From the above Figure 1, observed that the function $S\left(t\right)=6\left|\cot \frac{\pi }{12}t\right|$ approaches to 6  feet for $t=3$ and $t=9$.

That is, the length of the shadow equal to 6 feet for $t=3$ and $t=9$.

That is, the length of the shadow equal to 6 feet at 9 A.M and 3 P.M.

Calculation:

Compute the length of the shadow at $9.00$ A.M.

Here, number of hours from $6.00$ A.M to $9.00$ A.M is 3.

Therefore, the value of $t=3$.

Compute the value of $S\left(t\right)=6\left|\cot \frac{\pi }{12}t\right|$ for $t=3$.

$\begin{array}{c}S\left(t\right)=6\left|\cot \frac{\pi }{12}t\right|\\ =6\left|\cot \left(\frac{3\pi }{12}\right)\right|\\ =6\left|\cot \frac{\pi }{4}\right|\\ =6\end{array}$

Therefore, the length of the shadow at 9 P.M is $6$.

Compute the length of the shadow at $3.00$ P.M.

Here, number of hours from $6.00$ A.M to $3.00$ P.M is .9.

Therefore, the value of $t=9$.

Compute the value of $S\left(t\right)=6\left|\cot \frac{\pi }{12}t\right|$ for $t=9$.

$\begin{array}{c}S\left(t\right)=6\left|\cot \frac{\pi }{12}t\right|\\ =6\left|\cot \left(\frac{9\pi }{12}\right)\right|\\ =6\left|\cot \frac{3\pi }{4}\right|\\ =6\end{array}$

Therefore, the length of the shadow at 3 P.M is $6$.

To determine

To analyze: The shadow as the time approaches to 6 P.M.

Explanation of Solution

From the above Figure 1, observed that the function $S\left(t\right)=6\left|\cot \frac{\pi }{12}t\right|$ approaches to 6 for infinity as $t$ approaches to $12$

That is, As the time reaches to 6 P.M the length of the shadow become infinity.

Observation:

Compute the length of the shadow as the time approaches to 6 P.M.

That is, compute the value of $\underset{t\to 12}{\lim }6\left|\cot \frac{\pi }{12}t\right|$.

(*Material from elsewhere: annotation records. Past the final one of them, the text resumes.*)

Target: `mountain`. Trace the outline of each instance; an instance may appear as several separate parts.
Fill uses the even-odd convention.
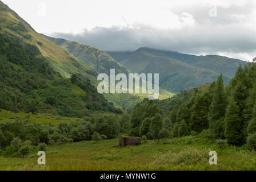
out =
[[[0,108],[85,117],[121,113],[98,93],[97,72],[0,1]]]
[[[97,48],[75,42],[71,42],[63,39],[57,39],[43,34],[41,35],[62,47],[79,60],[94,68],[98,73],[109,75],[110,69],[115,69],[116,73],[127,74],[130,71],[117,62],[105,51]]]
[[[222,73],[227,84],[238,65],[246,63],[219,56],[197,56],[147,48],[141,48],[130,54],[123,53],[123,56],[122,53],[108,53],[116,58],[128,55],[119,61],[132,72],[159,73],[160,86],[172,92],[212,82]]]
[[[41,34],[48,40],[61,46],[87,65],[95,69],[99,73],[110,74],[110,69],[115,68],[115,73],[125,73],[127,76],[131,72],[118,63],[106,52],[98,48],[63,39],[57,39]],[[159,88],[159,99],[167,98],[173,93]],[[104,94],[105,97],[115,106],[124,108],[130,107],[148,97],[147,94]]]
[[[95,81],[95,77],[98,75],[96,71],[38,34],[2,2],[0,2],[0,26],[2,31],[10,33],[22,39],[23,42],[37,46],[50,66],[63,77],[68,78],[76,74]]]

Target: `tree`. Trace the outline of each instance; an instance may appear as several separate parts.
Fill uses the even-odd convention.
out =
[[[170,132],[173,130],[173,123],[169,118],[165,118],[163,121],[163,127]]]
[[[5,137],[3,135],[3,131],[0,128],[0,150],[2,149],[1,147],[3,147],[5,142]]]
[[[223,84],[222,75],[221,74],[214,86],[213,100],[210,106],[210,110],[208,114],[209,119],[209,128],[211,134],[215,135],[216,121],[224,118],[227,107],[227,97],[224,89]]]
[[[101,140],[101,135],[99,135],[99,133],[97,132],[94,132],[93,135],[93,140],[95,142],[98,142]]]
[[[256,105],[254,106],[253,119],[248,125],[247,133],[248,135],[256,133]]]
[[[13,146],[15,151],[18,151],[19,148],[22,146],[22,142],[19,137],[16,137],[11,141],[11,146]]]
[[[221,153],[222,153],[222,150],[227,145],[227,140],[222,140],[221,139],[217,139],[215,142],[215,144],[218,147],[219,147],[219,150],[221,150]]]
[[[21,157],[23,159],[26,155],[29,154],[29,146],[24,146],[21,147],[18,151],[18,153]]]
[[[179,136],[179,123],[175,123],[173,129],[173,137],[175,138]]]
[[[150,138],[150,134],[149,133],[150,123],[151,120],[149,118],[146,118],[143,121],[139,127],[139,136],[145,135],[148,138]]]
[[[187,124],[184,119],[182,120],[181,124],[179,125],[179,127],[178,130],[178,135],[179,136],[184,136],[189,134],[189,131]]]
[[[198,94],[191,109],[190,130],[200,133],[209,127],[207,113],[211,104],[210,96],[208,93]]]
[[[234,145],[241,144],[243,139],[242,123],[239,117],[239,107],[233,99],[227,107],[225,123],[225,135],[227,142]]]
[[[163,121],[160,114],[157,114],[152,118],[150,124],[150,133],[154,139],[159,140],[160,138],[160,131],[163,127]]]
[[[256,133],[250,134],[247,138],[246,143],[249,147],[256,151]]]

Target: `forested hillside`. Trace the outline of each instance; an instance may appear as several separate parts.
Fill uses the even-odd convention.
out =
[[[136,106],[130,133],[150,138],[197,135],[205,131],[232,144],[255,146],[256,64],[239,66],[227,86],[222,75],[202,89],[183,92],[163,101]],[[154,126],[158,123],[155,131]]]
[[[0,10],[1,109],[75,117],[122,112],[91,84],[97,72],[38,34],[1,2]]]
[[[58,46],[69,51],[98,73],[110,74],[110,69],[115,69],[117,73],[127,75],[130,71],[117,63],[105,52],[85,44],[63,39],[57,39],[41,34]]]
[[[160,86],[179,92],[215,80],[223,74],[227,85],[240,64],[245,61],[216,55],[194,56],[141,48],[132,52],[107,52],[133,72],[159,73]]]

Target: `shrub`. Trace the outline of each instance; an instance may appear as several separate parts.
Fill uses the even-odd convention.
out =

$\begin{array}{c}\underset{t\to 12}{\lim }6\left|\cot \frac{\pi }{12}t\right|=6\left|\cot \frac{12\pi }{12}\right|\\ =6\left|\cot \pi \right|\\ =6\left|\frac{\cos \pi }{\sin \pi }\right|\\ =6\left|\frac{1}{0}\right|\\ =\infty \end{array}$

Therefore, as the time reaches to 6 P.M the length of the shadow become infinity.